Sunny Days in Heaven
Spiritual/Political/Philosophical Blog on the Nature of Truth and Falsehood and Heaven


Friday, November 12, 2004  

Blasphemy against the Holy Spirit

Michael Medved posed the notion today on his radio show that some people like Arafat, Hitler, Stalin, Bin Laden et al. become committed to evil to such an extent that reform, redemption, repentance is impossible.

This concept is anathema to most Christians, 'though for all practical purposes, it is generally believed but not said. I think we all from time to time, under serious consideration, conclude that a number of people are bound for Hell for the life they led.

Only one condition exists in the New Testament where Jesus promises that an individual is irredeemable, and that is for blasphemy against the Holy Spirit.

There are a great many interpretations of what the sin which is blasphemous must be that triggers damnation. After much searching (and a little fearing since one doesn't know if he has committed the blasphemy or not since it isn't specified), I have concluded that what the New Testament means is quite simple, and what we encounter in others every day.

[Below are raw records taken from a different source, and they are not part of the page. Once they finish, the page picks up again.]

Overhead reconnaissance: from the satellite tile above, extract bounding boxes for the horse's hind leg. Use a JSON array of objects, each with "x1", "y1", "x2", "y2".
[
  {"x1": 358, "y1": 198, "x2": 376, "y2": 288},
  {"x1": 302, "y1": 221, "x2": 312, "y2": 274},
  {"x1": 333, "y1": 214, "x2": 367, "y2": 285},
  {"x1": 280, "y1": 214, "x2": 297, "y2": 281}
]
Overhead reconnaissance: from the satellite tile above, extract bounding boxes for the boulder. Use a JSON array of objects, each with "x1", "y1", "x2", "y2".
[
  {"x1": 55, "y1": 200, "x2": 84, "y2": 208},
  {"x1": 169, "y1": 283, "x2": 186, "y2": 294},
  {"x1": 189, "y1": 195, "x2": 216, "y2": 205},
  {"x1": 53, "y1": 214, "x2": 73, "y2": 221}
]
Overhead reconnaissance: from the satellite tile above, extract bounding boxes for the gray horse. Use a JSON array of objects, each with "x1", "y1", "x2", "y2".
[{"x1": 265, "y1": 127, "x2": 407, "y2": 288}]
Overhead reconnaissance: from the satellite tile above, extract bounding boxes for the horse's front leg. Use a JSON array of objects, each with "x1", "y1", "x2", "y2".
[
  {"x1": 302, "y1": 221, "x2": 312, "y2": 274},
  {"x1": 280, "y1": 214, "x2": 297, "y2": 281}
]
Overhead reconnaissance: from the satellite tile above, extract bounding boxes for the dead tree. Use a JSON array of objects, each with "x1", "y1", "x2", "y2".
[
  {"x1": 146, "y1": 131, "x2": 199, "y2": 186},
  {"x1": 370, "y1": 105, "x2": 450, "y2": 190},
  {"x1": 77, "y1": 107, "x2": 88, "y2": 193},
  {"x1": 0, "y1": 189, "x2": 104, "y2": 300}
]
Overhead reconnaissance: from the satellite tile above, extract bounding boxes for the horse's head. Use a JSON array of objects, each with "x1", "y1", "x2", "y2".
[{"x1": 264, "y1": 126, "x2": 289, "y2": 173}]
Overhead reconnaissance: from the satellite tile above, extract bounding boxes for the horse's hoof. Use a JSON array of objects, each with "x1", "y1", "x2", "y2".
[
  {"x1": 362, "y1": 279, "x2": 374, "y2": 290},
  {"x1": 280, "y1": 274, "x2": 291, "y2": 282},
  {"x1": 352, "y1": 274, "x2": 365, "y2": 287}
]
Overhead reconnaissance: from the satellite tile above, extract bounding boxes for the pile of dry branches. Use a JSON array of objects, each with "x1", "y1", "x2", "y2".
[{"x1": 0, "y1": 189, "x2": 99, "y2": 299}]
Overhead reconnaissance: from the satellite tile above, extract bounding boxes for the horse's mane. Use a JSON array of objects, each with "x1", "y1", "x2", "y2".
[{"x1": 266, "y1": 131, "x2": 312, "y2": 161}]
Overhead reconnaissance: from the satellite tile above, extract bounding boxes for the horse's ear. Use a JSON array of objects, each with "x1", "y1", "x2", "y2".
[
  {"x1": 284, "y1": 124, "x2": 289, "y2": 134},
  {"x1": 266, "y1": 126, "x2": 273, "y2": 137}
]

Why can you blaspheme against the Father and the Son, and it can all be forgiven, but against the Holy Spirit is verboten? My experience is that people who blaspheme against the Father and Son don't know them, have never met them, and speak from ignorance, shame, and pain. The Father and Son they curse don't actually exist. They are mere figments of weird imagination in the mind of the one cursing, and so such things don't actually touch God.

Jesus implies this when he says (in a way), you can say anything you like about me. It doesn't matter because I know you don't know me at all as I am.

But the Holy Spirit. Ahh, that's another thing entirely. The Spirit is always present to people and is recognized by what we call Truth. The mind that recognizes that 1 + 1 = 2 is that of the Holy Spirit in that his wisdom and intelligence is operating. The mind that recognizes perfect logic, or a contradiction in terms, or cause and effect - inductive and deductive reasoning - these are operations in which we participate in union with the Holy Spirit whether we recognize it or not. The same with Natural Law.

Paul expresses this when he talks about the glory of God and his existence is obvious to all in the working of Nature and Heavens. The created universe being evidence in itself of God.

But there are people of "invincible ignorance" who abjectly and absolutely reject both the evidence of their senses, and that of their reason. We see this in atheists who torture logic to defend absurd premises about life and the universe.

We see this in terrorists who justify their bloodlust by claiming God's license or existential right. In pedophiles who blame children for being so darn sexy and provocative. In murderers who insist the other fella or gal had it coming.

Ideally, Christians believe in the absolute and ineffable power of God and forgiveness. In practicality, we are aware that a great many people die in their sins unrepentant, unreflective, undisturbed, and unafraid.

My own father is 78, in declining health, and wonders why his children are all estranged from him. He is convinced he had nothing to do with it, but that we all just turned out badly. He doesn't claim to be perfect. He believes in his own way there probably is a God, but he finds it impossible for him to bend his knee and ask for help in any way from divinity. He simply doesn't believe he needs to be forgiven for anything, or requires grace in any capacity.

As a Christian, I am perfectly content to share Heaven with Hitler, Stalin, and Arafat if it turns out they have taken complete responsibility for their sins, repent of them, and have been forgiven by God. The parable of the late workers in the vineyard illustrate this beautifully. BUT, I don't expect to actually meet anyone in heaven with a complete knowledge of their personal history on earth. I don't expect to know my own history or name (in the sense of an identity of earthly deeds).

If there is a purgatory (which is a reasonable concept), it would equally apply to ther most heinous repentant sinner to the sweetest nun as a place for making perfect.

Is it possible for a soul to self-annihilate as Medved and others insist? I don't know, but there is a stratum of utter animal depravity, of mindless evil, and unmitigated viciousness which possesses a great number of people like Stalin, Hitler, Arafat, and so on down to the malicious and sadistic capo in Auschwitz.

Evil is real, and some people give their all to it in this world. They are not simply lost souls in search of meaning, paradise, utopia, well-being or self-esteem. No, they have given their all wholeheartedly to meaninglessness, nihilism, chaos, destruction, and heartlessness in their will to power. Their's is the satanic culpability Milton captured in Paradise Lost - "evil, be thou my good."